Par Pilar GARRIDO
Directrice
Direction de la coopération pour le développement
Organisation de coopération et de développement économiques (OCDE)
La biodiversité, pilier de la santé de notre planète, est aujourd’hui menacée par nos activités qui entraînent une dégradation rapide des écosystèmes. En plus de son impact sur l’environnement, la perte de biodiversité affecte les moyens de subsistance, la sécurité alimentaire et la résilience des populations face aux changements climatiques.
La préservation et la restauration de la biodiversité nécessitent une mobilisation des ressources financières, un objectif inclut dans le Cadre mondial de la biodiversité de Kunming-Montréal (CMBKM). La coopération pour le développement joue un rôle clé dans la réalisation de cet objectif mais aussi dans le transfert des compétences et des technologies entre pays développés et en voie de développement. Ces derniers, souvent à la biodiversité bien riche, n’ont pas les ressources financières et techniques nécessaires pour protéger efficacement les écosystèmes. Le financement international, canalisé par des fonds publics et privés, leur permet de renforcer leurs capacités, mettre en place une gestion durable des ressources naturelles, et promouvoir des activités économiques respectueuses de l’environnement.
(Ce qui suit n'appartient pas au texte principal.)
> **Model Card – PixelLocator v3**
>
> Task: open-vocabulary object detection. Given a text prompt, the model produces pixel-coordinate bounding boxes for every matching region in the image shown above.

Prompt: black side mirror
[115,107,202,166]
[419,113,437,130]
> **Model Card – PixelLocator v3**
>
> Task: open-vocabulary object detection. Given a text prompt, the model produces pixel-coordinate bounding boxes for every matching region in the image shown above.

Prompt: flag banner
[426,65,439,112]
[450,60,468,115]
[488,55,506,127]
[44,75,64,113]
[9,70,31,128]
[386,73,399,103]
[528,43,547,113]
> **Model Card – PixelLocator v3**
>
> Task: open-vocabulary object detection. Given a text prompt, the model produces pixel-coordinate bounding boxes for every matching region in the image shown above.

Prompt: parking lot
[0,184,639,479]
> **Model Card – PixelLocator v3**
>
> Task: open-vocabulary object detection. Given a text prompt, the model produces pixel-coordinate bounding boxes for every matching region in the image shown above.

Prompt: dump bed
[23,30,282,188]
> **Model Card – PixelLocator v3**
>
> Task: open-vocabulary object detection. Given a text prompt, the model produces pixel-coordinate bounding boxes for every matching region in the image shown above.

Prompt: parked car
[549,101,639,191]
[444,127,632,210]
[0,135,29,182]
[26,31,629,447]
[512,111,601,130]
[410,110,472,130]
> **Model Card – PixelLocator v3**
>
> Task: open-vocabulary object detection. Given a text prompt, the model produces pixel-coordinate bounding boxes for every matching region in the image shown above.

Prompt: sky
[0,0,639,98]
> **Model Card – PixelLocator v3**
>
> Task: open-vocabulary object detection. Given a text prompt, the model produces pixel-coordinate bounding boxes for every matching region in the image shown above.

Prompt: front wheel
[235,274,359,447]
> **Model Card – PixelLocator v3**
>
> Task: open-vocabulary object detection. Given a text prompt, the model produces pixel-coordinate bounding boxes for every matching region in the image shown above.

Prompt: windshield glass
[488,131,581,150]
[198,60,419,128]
Selon les données de l’Organisation de coopération et de développement économiques (OCDE), le financement du développement spécifique à la biodiversité accordé par les membres du Comité d’aide au développement (CAD) a augmenté de 8 % entre 2015 et 2022, passant de 6,6 milliards USD à un record de 7,4 milliards USD. En ajoutant les dépenses des bailleurs multilatéraux (la Banque Mondiale, le Fonds pour l’environnement mondial ou le PNUD), les bailleurs auraient dépensé un total de 15.4 milliards USD en 2022. Malgré tout, ils doivent poursuivre leurs efforts pour atteindre l’objectif 19 du CMBKM, qui appelle à mobiliser au moins 20 milliards USD par an d’ici 2025 et au moins 30 milliards USD d’ici 2030 pour les pays en développement.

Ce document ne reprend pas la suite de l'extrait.